Fayemi stated this at the 53rd Annual International Conference and Exhibition of the Nigerian Society for Mining and Geosciences in Abuja on Tuesday.
The minister also stated that the Federal Government was targeting $25bn contribution to the nation’s Gross Domestic Product from the mining sector by the year 2026.
He said, “We have commenced a systematic effort to build knowledge and confidence among Nigerian financial institutions to support mining projects.
“In addition, we intend to establish the Nigerian Solid Minerals Investment Fund, structured as a private sector oriented investment outfit to provide financing to private sector-led projects in the mining sector.
“The Federal Government recently approved about N30bn from the Natural Resources Fund to promote exploration for new minerals and improve the regulatory framework in the ministry.

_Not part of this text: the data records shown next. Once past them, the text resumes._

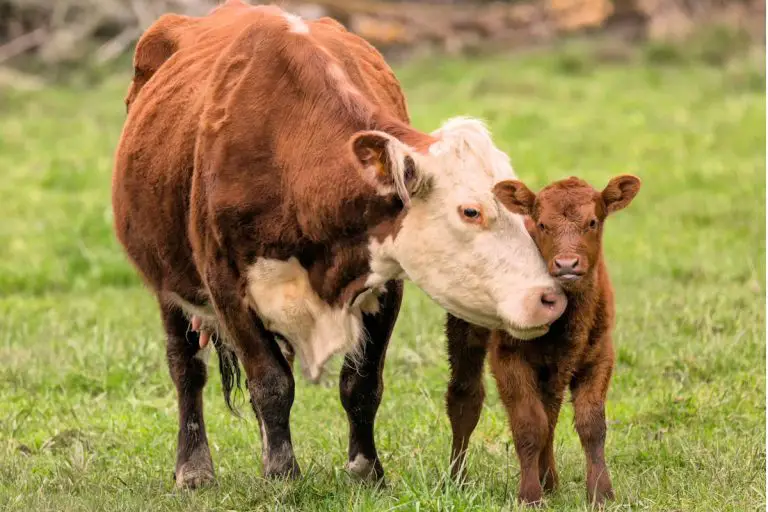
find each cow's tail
[212,336,243,416]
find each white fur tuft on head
[429,116,514,179]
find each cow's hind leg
[339,281,403,481]
[161,304,214,488]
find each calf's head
[496,175,640,290]
[352,118,566,339]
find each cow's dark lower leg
[161,305,214,488]
[243,322,301,478]
[339,281,403,480]
[445,315,490,480]
[207,258,300,478]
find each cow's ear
[493,180,536,215]
[600,174,640,214]
[352,131,425,206]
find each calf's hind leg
[339,281,403,481]
[160,304,214,488]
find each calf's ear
[493,180,536,215]
[351,130,426,206]
[600,174,640,213]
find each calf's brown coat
[446,175,640,503]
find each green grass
[0,48,766,511]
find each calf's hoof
[344,453,384,485]
[175,446,216,489]
[587,487,615,507]
[587,473,614,506]
[517,486,542,507]
[542,469,560,492]
[176,462,216,489]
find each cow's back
[113,1,408,298]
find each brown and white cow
[113,0,566,486]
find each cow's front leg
[207,263,300,478]
[339,281,403,481]
[160,302,214,488]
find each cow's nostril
[541,292,557,308]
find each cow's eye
[459,204,485,224]
[464,208,480,219]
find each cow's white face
[358,118,566,339]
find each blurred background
[0,0,765,86]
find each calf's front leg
[491,341,549,504]
[445,315,490,481]
[571,347,613,505]
[339,281,403,481]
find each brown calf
[447,176,640,503]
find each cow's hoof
[176,453,216,489]
[344,453,385,485]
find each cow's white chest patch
[247,258,371,382]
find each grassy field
[0,45,766,511]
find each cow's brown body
[446,176,639,503]
[113,1,432,486]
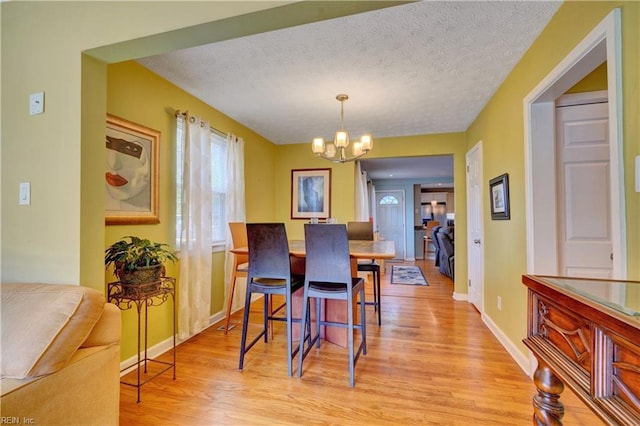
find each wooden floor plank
[120,261,602,426]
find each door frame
[465,141,485,315]
[374,189,407,261]
[523,9,627,279]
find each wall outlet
[29,92,44,115]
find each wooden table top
[230,240,396,259]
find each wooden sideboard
[522,275,640,425]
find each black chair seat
[238,223,311,376]
[347,222,382,325]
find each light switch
[29,92,44,115]
[636,155,640,192]
[20,182,31,206]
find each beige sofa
[0,283,121,426]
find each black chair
[431,226,442,266]
[436,226,455,279]
[347,222,382,325]
[238,223,308,376]
[298,224,367,387]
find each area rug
[391,265,429,285]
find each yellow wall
[106,61,276,359]
[0,1,640,366]
[464,2,640,353]
[276,133,467,293]
[0,1,388,357]
[0,1,286,290]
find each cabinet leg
[533,359,564,426]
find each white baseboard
[120,311,225,377]
[453,291,468,302]
[482,313,535,377]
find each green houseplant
[104,236,178,284]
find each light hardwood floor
[120,261,602,426]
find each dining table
[230,240,396,347]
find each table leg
[533,359,564,426]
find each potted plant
[104,236,178,292]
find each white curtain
[355,161,371,222]
[224,134,247,311]
[178,117,212,339]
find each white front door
[466,142,484,313]
[376,191,405,260]
[556,98,613,278]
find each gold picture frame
[489,173,511,220]
[291,169,331,219]
[105,114,160,225]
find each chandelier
[311,94,373,163]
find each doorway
[376,190,406,260]
[556,91,613,279]
[466,141,484,314]
[524,9,627,279]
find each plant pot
[117,265,164,295]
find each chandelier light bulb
[351,141,363,157]
[311,94,373,163]
[324,143,336,158]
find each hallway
[120,261,601,426]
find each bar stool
[298,223,367,387]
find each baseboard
[482,313,535,377]
[120,311,225,377]
[453,291,469,302]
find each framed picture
[489,173,510,220]
[104,115,160,225]
[291,169,331,219]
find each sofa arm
[80,303,122,348]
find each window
[176,119,227,248]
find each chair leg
[298,287,310,377]
[347,292,364,387]
[224,270,237,334]
[263,293,271,343]
[284,292,294,377]
[316,297,326,349]
[238,286,251,370]
[373,269,382,325]
[360,281,368,355]
[371,270,378,312]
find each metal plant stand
[107,277,176,402]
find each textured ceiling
[139,1,561,180]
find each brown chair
[238,223,309,376]
[298,223,367,387]
[224,222,249,334]
[347,222,382,325]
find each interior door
[466,142,484,313]
[376,190,405,260]
[556,102,613,278]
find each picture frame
[291,168,331,219]
[489,173,511,220]
[104,114,160,225]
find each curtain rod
[176,109,227,138]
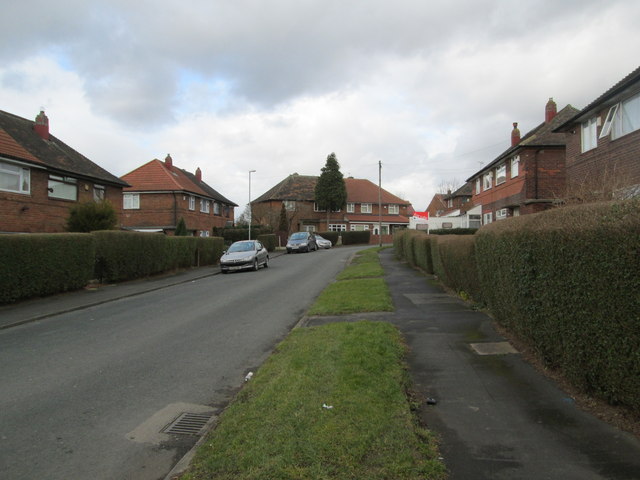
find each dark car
[287,232,318,253]
[220,240,269,273]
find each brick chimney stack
[544,97,558,123]
[511,122,520,147]
[33,110,49,140]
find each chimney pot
[511,122,520,147]
[544,97,558,123]
[33,110,49,140]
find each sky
[0,0,640,216]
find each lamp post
[249,170,255,240]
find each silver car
[220,240,269,273]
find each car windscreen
[228,242,253,253]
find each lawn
[182,322,445,480]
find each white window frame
[47,175,78,202]
[511,155,520,178]
[611,93,640,140]
[122,193,140,210]
[496,162,507,185]
[0,162,31,195]
[580,117,598,153]
[482,172,493,192]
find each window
[482,172,493,190]
[48,175,78,201]
[511,155,520,178]
[122,193,140,210]
[582,117,598,153]
[93,185,105,202]
[351,224,369,232]
[611,93,640,139]
[329,223,347,232]
[496,163,507,185]
[0,162,31,193]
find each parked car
[316,235,333,248]
[287,232,318,253]
[220,240,269,273]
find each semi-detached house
[467,98,578,225]
[122,155,238,237]
[0,110,128,233]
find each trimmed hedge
[476,201,640,413]
[256,233,278,252]
[0,233,95,303]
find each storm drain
[162,413,213,436]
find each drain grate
[162,413,213,436]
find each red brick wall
[0,169,122,233]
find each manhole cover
[162,413,213,436]
[470,342,518,355]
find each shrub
[65,201,118,233]
[476,201,640,412]
[0,233,95,303]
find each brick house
[555,67,640,201]
[251,173,413,243]
[0,110,128,233]
[121,155,237,237]
[467,98,578,224]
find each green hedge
[476,201,640,413]
[256,233,278,252]
[0,233,95,303]
[340,230,371,245]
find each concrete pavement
[305,249,640,480]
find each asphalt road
[0,247,362,480]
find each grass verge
[182,322,445,480]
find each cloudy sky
[0,0,640,215]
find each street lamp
[249,170,255,240]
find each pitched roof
[0,110,127,186]
[122,158,237,207]
[466,105,578,182]
[555,67,640,132]
[252,173,410,205]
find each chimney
[544,97,558,123]
[511,122,520,147]
[33,110,49,140]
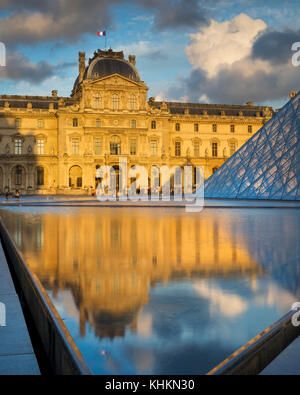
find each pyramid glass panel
[205,93,300,201]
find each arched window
[229,141,236,156]
[36,166,45,186]
[129,95,136,110]
[14,165,23,186]
[212,143,218,156]
[94,93,102,110]
[15,138,23,155]
[194,141,200,158]
[175,141,181,156]
[150,140,157,156]
[36,139,45,155]
[111,93,119,110]
[110,136,121,155]
[69,166,82,188]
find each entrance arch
[69,165,82,188]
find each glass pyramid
[205,93,300,200]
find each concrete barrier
[0,221,91,375]
[207,310,300,375]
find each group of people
[5,189,20,200]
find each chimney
[79,52,85,82]
[128,55,135,66]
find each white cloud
[185,14,267,78]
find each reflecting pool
[0,207,300,374]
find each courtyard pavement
[0,242,40,375]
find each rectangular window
[94,139,101,155]
[194,141,199,158]
[36,139,44,155]
[212,143,218,157]
[229,141,236,156]
[175,141,181,156]
[150,140,157,156]
[72,139,79,155]
[130,140,136,155]
[15,139,22,155]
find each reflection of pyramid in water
[205,93,300,200]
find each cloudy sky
[0,0,300,107]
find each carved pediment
[91,74,144,87]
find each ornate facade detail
[0,49,274,194]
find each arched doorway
[69,166,82,188]
[109,165,122,194]
[11,165,26,190]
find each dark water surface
[0,207,300,374]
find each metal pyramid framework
[205,93,300,200]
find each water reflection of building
[2,208,262,338]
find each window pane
[15,139,22,155]
[212,143,218,156]
[37,166,44,185]
[15,166,23,185]
[150,140,157,156]
[129,95,136,110]
[37,140,44,155]
[194,141,199,157]
[94,95,101,110]
[111,94,119,110]
[110,136,121,155]
[130,140,136,155]
[175,142,181,156]
[229,141,236,155]
[72,139,79,155]
[94,139,101,155]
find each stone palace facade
[0,49,274,195]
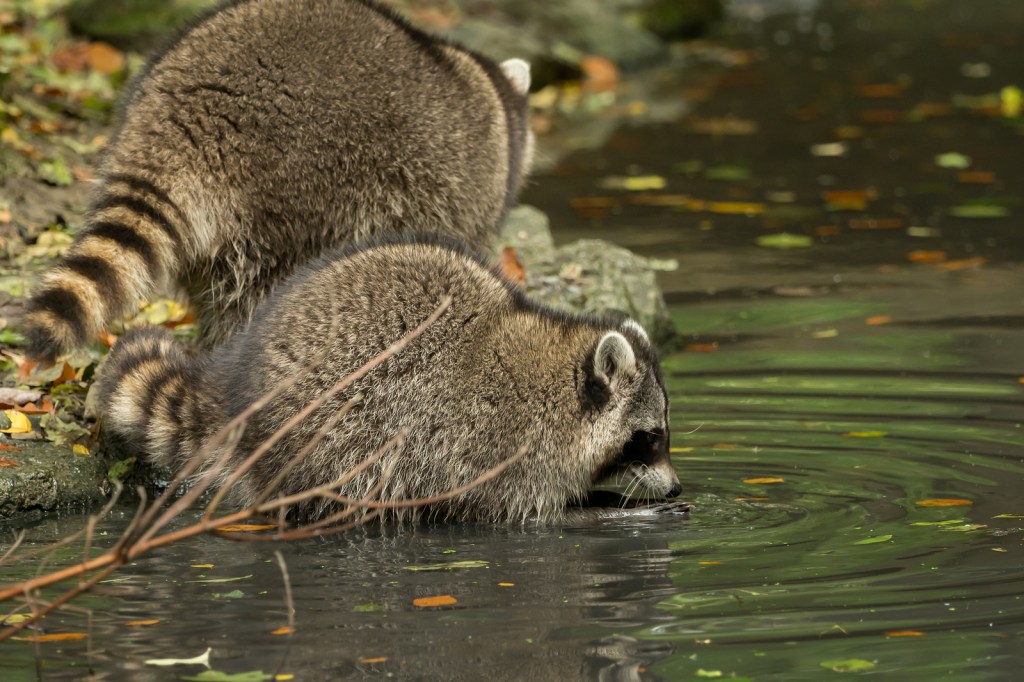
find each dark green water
[0,0,1024,681]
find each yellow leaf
[413,594,458,608]
[17,632,88,642]
[0,410,32,433]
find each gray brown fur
[25,0,531,357]
[99,242,680,522]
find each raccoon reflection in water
[98,240,686,522]
[25,0,532,357]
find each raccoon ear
[594,332,637,386]
[501,59,529,95]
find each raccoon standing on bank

“The ministry, through the Federal Government, is also negotiating a $150m loan from the World bank to commence the Mindiver Project aimed at further resuscitating the ailing sector. Today (Tuesday), the bank’s board is meeting in Washington to consider the concessional loan.”
Should Nigeria successfully implement proposed recommendations for the sector, growth is expected to return to the sector in the form of new exploration activities, operations and production from active mining, functional processing and refining capacity, and higher value-addition in exports, the minister said.
Fayemi said, “Already, we are seeing the green shoots of growth if we go by the evidence coming out of the National Bureau of Statistics. The net outcome will be the creation of thousands of direct jobs and potentially hundreds of thousands of indirect jobs.
“We anticipate contribution to mining GDP to exceed $25bn by 2026 as industries are better able to use the output of the sector, substituting for imports.”